Mit Baba Yaga wollte Farina die höchst erfolgreiche Comicreihe Valentina des Italieners Guido Crepax verfilmen. Crepax thematisierte in seiner einflussreichen Arbeit solche Tabus wie Sadomasochismus, Fetisch und Bisexualität und verband diese zudem mit einer traumartigen, psychodelischen Atmosphäre, welche gleichwohl von Sigmund Freund als auch von Albert Hofmann geprägt zu sein schien.
Mithilfe von schwarz-weißen Standbildern und eines rhythmischen Bildschnitts versuchte Farina in einigen Szenen das Gefühl von Comicpanels beim Zuschauer aufkommen zu lassen, was auch mitunter gelang, aber meines Erachtens nach leider nicht stringent genug durchgehalten wurde.
So schuf Farina einen kühlen, surrealen Erotikgrusler mit jeder Menge kurioser Ideen, der allerdings erst im letzten Drittel so richtig in Fahrt kommt und schneller vorbei ist, als man sich versieht.
Wer ein Faible für bizarres 70er-Jahre Ambiente besitzt und zudem ausgerechnet den stets etwas monströs wirkenden George Eastman (Mr.
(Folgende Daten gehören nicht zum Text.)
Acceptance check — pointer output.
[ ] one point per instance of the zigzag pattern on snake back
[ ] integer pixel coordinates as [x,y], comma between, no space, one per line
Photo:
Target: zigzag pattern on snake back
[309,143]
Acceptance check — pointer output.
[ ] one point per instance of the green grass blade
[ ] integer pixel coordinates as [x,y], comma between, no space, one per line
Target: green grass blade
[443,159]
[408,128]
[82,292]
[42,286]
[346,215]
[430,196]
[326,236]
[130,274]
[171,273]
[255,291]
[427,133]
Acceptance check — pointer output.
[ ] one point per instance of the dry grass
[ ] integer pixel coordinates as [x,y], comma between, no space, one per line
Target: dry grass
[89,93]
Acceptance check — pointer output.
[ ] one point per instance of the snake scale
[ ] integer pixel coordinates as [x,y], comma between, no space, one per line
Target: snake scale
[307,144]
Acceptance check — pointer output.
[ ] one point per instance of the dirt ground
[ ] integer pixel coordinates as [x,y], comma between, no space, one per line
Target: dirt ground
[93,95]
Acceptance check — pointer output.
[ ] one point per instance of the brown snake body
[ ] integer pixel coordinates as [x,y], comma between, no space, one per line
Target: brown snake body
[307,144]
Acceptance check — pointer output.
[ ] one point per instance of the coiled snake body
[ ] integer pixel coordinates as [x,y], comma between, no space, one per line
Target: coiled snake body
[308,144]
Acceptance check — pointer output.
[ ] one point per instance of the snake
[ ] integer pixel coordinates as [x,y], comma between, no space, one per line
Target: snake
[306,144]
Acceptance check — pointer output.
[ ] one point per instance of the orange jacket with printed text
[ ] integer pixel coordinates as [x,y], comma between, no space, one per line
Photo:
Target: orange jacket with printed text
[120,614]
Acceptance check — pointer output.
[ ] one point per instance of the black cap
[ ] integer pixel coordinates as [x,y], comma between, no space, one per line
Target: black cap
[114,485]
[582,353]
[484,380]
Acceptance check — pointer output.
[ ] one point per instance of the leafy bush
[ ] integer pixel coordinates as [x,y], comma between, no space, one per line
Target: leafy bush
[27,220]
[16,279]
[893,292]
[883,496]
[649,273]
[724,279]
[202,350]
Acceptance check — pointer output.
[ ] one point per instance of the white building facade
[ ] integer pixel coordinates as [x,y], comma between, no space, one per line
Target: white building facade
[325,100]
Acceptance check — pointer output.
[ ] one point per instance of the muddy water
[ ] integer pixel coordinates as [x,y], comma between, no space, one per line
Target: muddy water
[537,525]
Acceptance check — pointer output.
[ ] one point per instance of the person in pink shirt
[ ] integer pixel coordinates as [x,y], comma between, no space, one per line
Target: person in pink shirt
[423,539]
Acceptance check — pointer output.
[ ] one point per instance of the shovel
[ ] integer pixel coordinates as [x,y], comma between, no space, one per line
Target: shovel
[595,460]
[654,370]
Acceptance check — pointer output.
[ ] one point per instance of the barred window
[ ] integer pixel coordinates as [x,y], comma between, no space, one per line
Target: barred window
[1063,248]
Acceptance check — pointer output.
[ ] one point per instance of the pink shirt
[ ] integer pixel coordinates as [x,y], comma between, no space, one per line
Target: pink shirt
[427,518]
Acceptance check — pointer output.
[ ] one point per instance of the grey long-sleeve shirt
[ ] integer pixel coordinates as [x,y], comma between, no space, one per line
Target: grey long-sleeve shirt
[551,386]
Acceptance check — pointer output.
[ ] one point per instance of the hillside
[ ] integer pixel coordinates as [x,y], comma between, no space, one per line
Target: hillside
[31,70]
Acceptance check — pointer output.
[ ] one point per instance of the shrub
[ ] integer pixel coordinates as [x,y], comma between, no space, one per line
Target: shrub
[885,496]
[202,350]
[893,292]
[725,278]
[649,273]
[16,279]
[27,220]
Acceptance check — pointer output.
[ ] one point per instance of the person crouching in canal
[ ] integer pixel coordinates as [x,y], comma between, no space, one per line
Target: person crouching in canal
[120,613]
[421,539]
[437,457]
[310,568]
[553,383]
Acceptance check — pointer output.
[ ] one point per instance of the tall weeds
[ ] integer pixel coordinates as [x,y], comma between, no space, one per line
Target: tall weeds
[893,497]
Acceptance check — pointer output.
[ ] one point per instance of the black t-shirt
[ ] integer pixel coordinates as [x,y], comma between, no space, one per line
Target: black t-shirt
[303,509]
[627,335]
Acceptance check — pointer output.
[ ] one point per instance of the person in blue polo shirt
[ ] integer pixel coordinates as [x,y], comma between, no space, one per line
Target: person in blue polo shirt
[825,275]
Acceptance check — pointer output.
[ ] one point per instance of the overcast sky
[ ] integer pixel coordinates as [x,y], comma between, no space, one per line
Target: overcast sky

Anthropophagus himself) als sympathischen Liebhaber sehen möchte, wird hier fündig und wär hätte gedacht, dass die Nichte unseres aller Lieblingscholeriker Louis De Funès ein sexy Louise-Brooks-Lookalike abgeben könnte?
Carroll Baker hat ihren Status als Sexsymbol und Giallo-Ikone in langjähriger Arbeit auf jeden Fall erworben - zu Beginn ihrer Karriere in Giant (USA 1956 R.: George Stevens dt.: Giganten) an der Seite von Dean, Hudson und Taylor, später als Marilyn Monroe Surrogat angedacht, Oscar nominiert für Baby Doll (USA 1956 R.: Elia Kazan), als Verführerin in Ferreris L'harem (I/F 1967), dann in zahlreichen Gialli wie Lenzis Orgasmo (I 1969), Guerrieris Il dolce corpo di Deborah oder La última señora Anderson. Wie man sieht, ist Frau Baker bereits zuvor in diesem Blog erschienen, und ich habe so eine Ahnung, dass da in Zukunft noch was folgen mag...


Fazit: Stylish, anders und eigen - atmosphärisches Genrekino für schwül-regnerische Frühsommerabende.